Le había encontrado guapo y viril, pese a su edad, lleno de un élan que no había asociado nunca con la filosofía hasta no conocerle. Sería difícil adivinar cuánto de ello se debía a Eloísa, pero sin duda era mucho, pues había sido una mujer de ideas y palabras claras, ardiente y locamente enamorada de su esposo, y que sin duda había desarrollado en él todos los elementos del sexo. Adivinaba que así habría sido, pues Arnold le había desarrollado a ella en la misma forma, sacándola de su virginal timidez y conduciéndola a la plenitud de su potencialidad como mujer, hasta que a su muerte había sentido que las corrientes de su sexualidad se detenían y protestaban. Pero seguía intacta la delicadeza original. Seguía siendo el ser a quien había que ir a buscar, no el que buscaba.

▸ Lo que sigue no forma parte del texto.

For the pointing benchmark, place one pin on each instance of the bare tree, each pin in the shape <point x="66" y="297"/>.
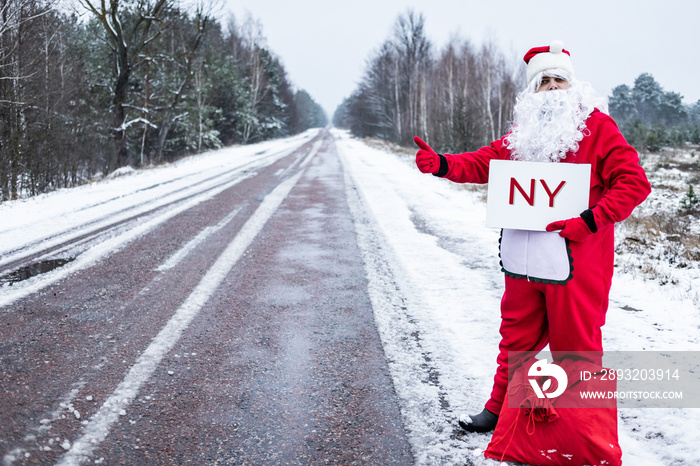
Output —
<point x="128" y="26"/>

El fuego iba apagándose también en el dormitorio y se quedó dormida.
Jared Barnow se había ido y el tiempo había pasado con tal rapidez que no podía creer que el reloj marcara las ocho de la mañana. Habían charlado sentados a la mesa del desayuno hasta que de pronto el reloj dio la hora en el rincón y él se había levantado de un salto.
– ¡Dios mío, y yo que he venido a esquiar! Usted me hace olvidar. Hala, le ayudaré a recoger los cacharros.
– No, no…
– Pues claro que sí.
Pero al fin ella le había convencido y le había acompañado a la puerta, pero luego, al recordar algo, le había llamado para decirle:
– ¡Vuelva si no encuentra nada más cerca de las pistas!
– ¡Gracias! -había gritado el joven.
Le miró bajar la colina hasta la carretera del valle donde torcería para ascender a la zona donde se esquiaba en el monte que quedaba frente a su ventana. Ya fuera de la vista en el bosque que quedaba en medio, ella volvió a entrar en la habitación. Parecía extrañamente vacía, una estancia demasiado grande, como siempre le había dicho Arnold.